Ca²⁺ currents were recorded in the whole-cell voltage-clamp or cell-attached patch configurations using borosilicate patch pipettes with resistances of 3–6 μΩ for tsA cells and 2–3 μΩ for cardiomyocytes. Currents were sampled at a frequency of 20 kHz, low-pass–filtered at 2 kHz using an Axopatch 200B amplifier, and acquired using pClamp 10.2 software (Molecular Devices, Sunnyvale, CA). All membrane potentials referred to herein have been corrected for liquid junction potential. All experiments were performed at room temperature (22–25°C).
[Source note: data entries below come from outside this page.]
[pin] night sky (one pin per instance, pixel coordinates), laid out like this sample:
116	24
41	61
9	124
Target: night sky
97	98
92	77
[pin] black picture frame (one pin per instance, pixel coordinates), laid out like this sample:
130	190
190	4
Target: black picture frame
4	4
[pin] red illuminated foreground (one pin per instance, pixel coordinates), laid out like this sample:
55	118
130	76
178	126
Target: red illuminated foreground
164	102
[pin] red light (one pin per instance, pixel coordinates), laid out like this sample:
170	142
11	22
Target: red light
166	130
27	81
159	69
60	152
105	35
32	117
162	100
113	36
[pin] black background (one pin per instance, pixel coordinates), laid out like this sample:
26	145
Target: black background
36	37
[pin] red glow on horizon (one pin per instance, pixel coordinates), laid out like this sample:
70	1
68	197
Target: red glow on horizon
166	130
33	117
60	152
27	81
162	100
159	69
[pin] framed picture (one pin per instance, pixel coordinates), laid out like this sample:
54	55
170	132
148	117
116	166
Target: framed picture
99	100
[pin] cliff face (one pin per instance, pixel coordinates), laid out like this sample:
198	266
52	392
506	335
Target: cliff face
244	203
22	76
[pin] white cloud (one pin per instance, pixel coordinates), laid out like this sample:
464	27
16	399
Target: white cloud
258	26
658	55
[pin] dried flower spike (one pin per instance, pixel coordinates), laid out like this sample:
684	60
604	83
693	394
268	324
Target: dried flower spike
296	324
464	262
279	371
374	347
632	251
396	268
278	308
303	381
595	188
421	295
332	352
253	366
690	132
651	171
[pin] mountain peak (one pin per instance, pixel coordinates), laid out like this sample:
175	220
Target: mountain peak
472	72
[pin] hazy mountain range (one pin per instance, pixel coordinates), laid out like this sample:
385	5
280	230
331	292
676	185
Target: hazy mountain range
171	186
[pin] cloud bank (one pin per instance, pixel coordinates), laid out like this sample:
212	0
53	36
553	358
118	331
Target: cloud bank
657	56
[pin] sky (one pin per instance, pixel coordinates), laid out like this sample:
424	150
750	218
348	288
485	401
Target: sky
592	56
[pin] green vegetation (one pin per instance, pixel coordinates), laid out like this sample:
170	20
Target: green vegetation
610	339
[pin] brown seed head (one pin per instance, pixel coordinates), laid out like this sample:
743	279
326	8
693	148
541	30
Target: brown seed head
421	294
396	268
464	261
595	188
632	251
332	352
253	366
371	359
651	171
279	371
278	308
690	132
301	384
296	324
For whole-cell current recordings from tsA-201 cells, pipettes were filled with a Cs-based internal solution containing 87 mM Cs-aspartate, 20 mM CsCl, 1 mM MgCl₂, 10 mM HEPES, 10 mM EGTA and 5 mM MgATP, adjusted to pH 7.2 with CsOH. In experiments requiring dialysis of the calmodulin inhibitory peptide MLCKp (EMD Millipore, Darmstadt, Germany; 208735), this chemical was added to the pipette solution. Cells were continuously superfused throughout experiments with our regular external solution containing 5 mM CsCl, 10 mM HEPES, 10 mM glucose, 113 mM NMDG, 1 mM MgCl₂ and 20 mM CaCl₂, adjusted to pH 7.4 with HCl. For experiments in which Ba²⁺ was used as the charge carrier in place of Ca²⁺, the perfusate contained 5 mM CsCl, 10 mM HEPES, 10 mM glucose, 140 mM NMDG, 1 mM MgCl₂ and 2 mM BaCl₂, adjusted to pH 7.4 with HCl. Current-voltage relationships were obtained by subjecting cells to a series of 300-ms depolarizing pulses from a holding potential of −80 mV to test potentials ranging from −60 to +80 mV. The voltage dependence of conductance was obtained by converting the resultant currents to conductances using the equation, G = I_Ca/[test pulse potential − reversal potential of I_Ca], normalizing (G/Gmax), and plotting conductance vs the test potential.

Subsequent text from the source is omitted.